Maggiore amore non può mostrare l'amico, che dare la vita per l'amico suo; ed egli v'ha dato la vita, avendo svenato ed aperto il corpo suo. Si ammollino i cuori vostri ora in questo santo tempo, il quale ci rappresenta questo Agnello immacolato, arrostito in su la Croce al fuoco dell'ardentissima carità: e nella Pasqua dolcemente vi si dà in cibo. E però vi prego che tutti vi disponiate alla santa comunione; se non ne avesse già legame, che non si potesse sciogliere senza andare a Roma.

Altro non dico. Amatevi, amatevi insieme. Permanete nella santa e dolce dilezione di Dio. Io, indegna serva vostra, mi raccomando alle vostre orazioni; benché io son certa che lo fate. E vi prego, e vi stringo da parte di Cristo crocifisso, che in tutte le vostre orazioni e sante operazioni che Dio vi concede di fare, voi l'offriate e ne facciate sacrificio a Dio per la riforma della dolce sposa di Cristo, della santa Chiesa, per pace ed unità di tutti i Cristiani;

e singolarmente per la nostra città, che Dio ci mandi vera e perfetta unione, e che essi escano da ogni offesa che fatta avessero contro al nostro Salvatore e alla Chiesa santa. E pregate strettamente che la rovina che ci è venuta della guerra dei Fiorentini col santo Padre per i nostri peccati, che Dio, per la sua pietà, la converta in vera pace.

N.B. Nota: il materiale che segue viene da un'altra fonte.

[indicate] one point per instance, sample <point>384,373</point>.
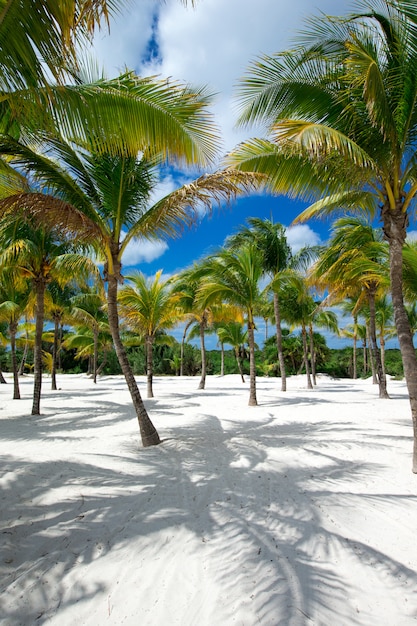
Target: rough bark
<point>203,324</point>
<point>394,225</point>
<point>252,368</point>
<point>149,366</point>
<point>239,363</point>
<point>54,355</point>
<point>376,354</point>
<point>312,354</point>
<point>16,390</point>
<point>305,352</point>
<point>149,434</point>
<point>280,350</point>
<point>40,285</point>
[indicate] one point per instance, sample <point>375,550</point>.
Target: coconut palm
<point>39,255</point>
<point>271,240</point>
<point>149,306</point>
<point>357,256</point>
<point>88,312</point>
<point>341,111</point>
<point>233,334</point>
<point>14,296</point>
<point>105,199</point>
<point>233,276</point>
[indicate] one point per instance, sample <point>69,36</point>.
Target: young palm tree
<point>271,240</point>
<point>88,310</point>
<point>356,255</point>
<point>149,306</point>
<point>39,255</point>
<point>14,296</point>
<point>104,199</point>
<point>232,333</point>
<point>233,276</point>
<point>342,115</point>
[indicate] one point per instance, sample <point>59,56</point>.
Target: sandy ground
<point>301,511</point>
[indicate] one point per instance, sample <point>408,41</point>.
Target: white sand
<point>302,510</point>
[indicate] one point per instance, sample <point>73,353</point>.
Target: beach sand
<point>300,511</point>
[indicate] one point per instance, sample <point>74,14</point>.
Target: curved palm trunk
<point>40,285</point>
<point>95,354</point>
<point>355,347</point>
<point>305,353</point>
<point>187,326</point>
<point>252,368</point>
<point>239,363</point>
<point>222,360</point>
<point>13,331</point>
<point>312,354</point>
<point>281,360</point>
<point>54,355</point>
<point>382,380</point>
<point>395,231</point>
<point>202,384</point>
<point>149,366</point>
<point>24,356</point>
<point>148,431</point>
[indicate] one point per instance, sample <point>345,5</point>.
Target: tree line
<point>81,156</point>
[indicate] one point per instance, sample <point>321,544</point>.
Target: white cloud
<point>210,45</point>
<point>143,251</point>
<point>302,235</point>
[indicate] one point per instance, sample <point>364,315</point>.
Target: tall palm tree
<point>356,255</point>
<point>88,310</point>
<point>341,112</point>
<point>233,276</point>
<point>233,334</point>
<point>149,306</point>
<point>271,240</point>
<point>105,199</point>
<point>38,254</point>
<point>14,296</point>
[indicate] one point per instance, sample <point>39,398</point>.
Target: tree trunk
<point>394,225</point>
<point>149,366</point>
<point>222,359</point>
<point>40,285</point>
<point>381,378</point>
<point>187,326</point>
<point>148,431</point>
<point>239,364</point>
<point>305,351</point>
<point>252,368</point>
<point>202,384</point>
<point>355,340</point>
<point>13,331</point>
<point>312,354</point>
<point>54,355</point>
<point>95,354</point>
<point>24,356</point>
<point>280,350</point>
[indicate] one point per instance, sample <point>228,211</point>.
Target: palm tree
<point>233,334</point>
<point>88,310</point>
<point>14,295</point>
<point>271,240</point>
<point>38,254</point>
<point>356,255</point>
<point>233,276</point>
<point>104,199</point>
<point>342,115</point>
<point>149,306</point>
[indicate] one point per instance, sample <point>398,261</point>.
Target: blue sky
<point>210,45</point>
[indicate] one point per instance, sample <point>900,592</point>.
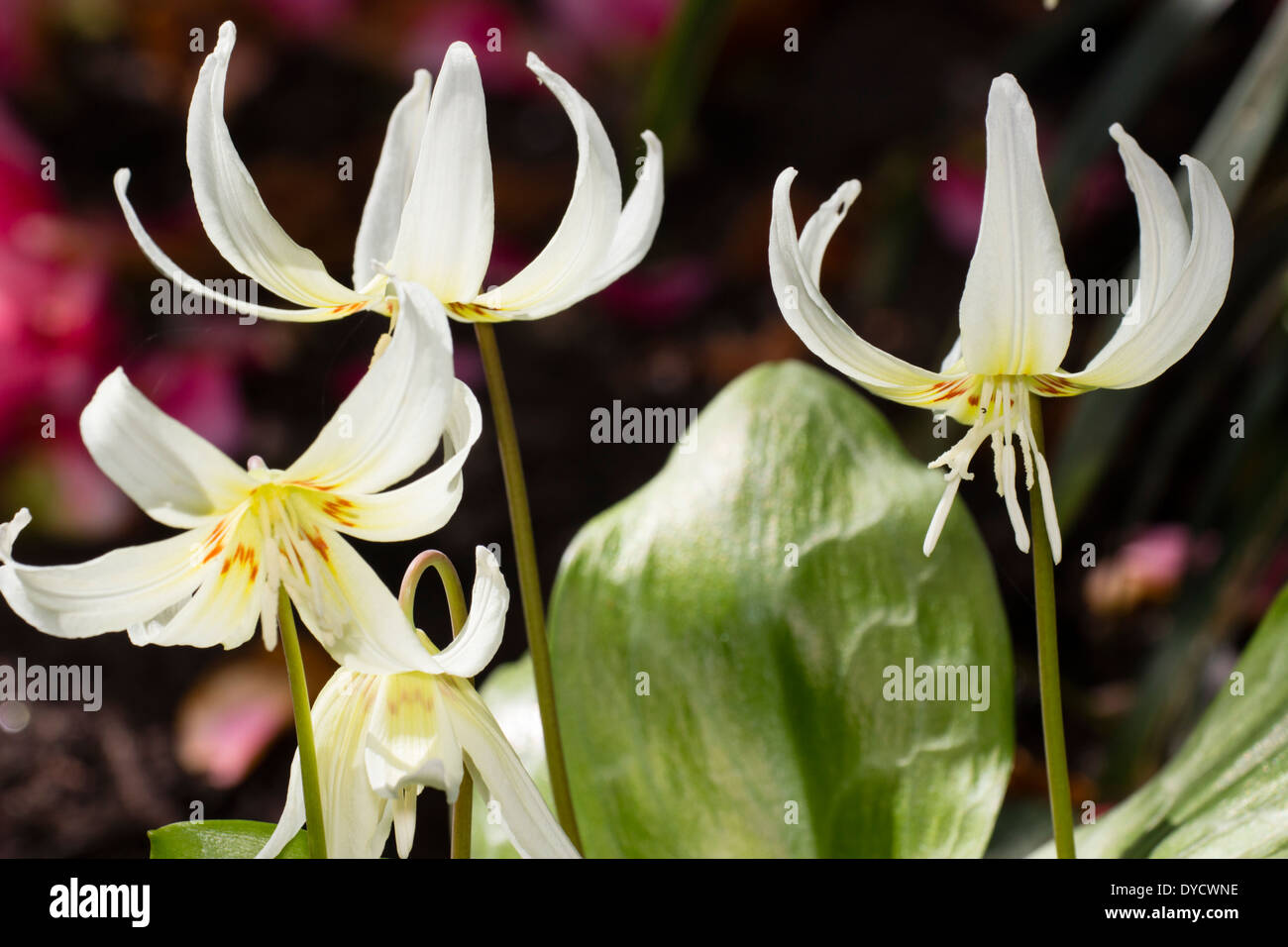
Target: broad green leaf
<point>1223,793</point>
<point>510,693</point>
<point>720,641</point>
<point>220,839</point>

Che io vi dico, che se noi non ci aiutiamo con le molte e continue orazioni a chiamare la divina misericordia, noi siamo nel peggiore stato, l'anima e il corpo, che noi fossimo mai. Bussiamo alla misericordia sua con l'orazione e desiderio di pace: ed egli è benigno, che non spregerà la voce del popolo che griderà a lui.

Udite il dolce e buon Gesù che ce lo insegna, che noi dobbiamo bussare e chiamare a lui col lume della fede, che noi crediamo essere esauditi da lui: altrimenti, l'orazione non varrebbe niente. Dice la dolce prima Verità: «Bussate, e vi sarà aperto: chiedete, e vi sarà dato: chiamate, e vi sarà risposto».

Poiché egli c'insegna il modo, pigliamolo con buona e santa sollecitudine, con lunga e perfetta perseveranza; che, come dice egli stesso, se non ve lo desse per altro, per l'importunità della perseveranza ce lo darà. Altro non dico.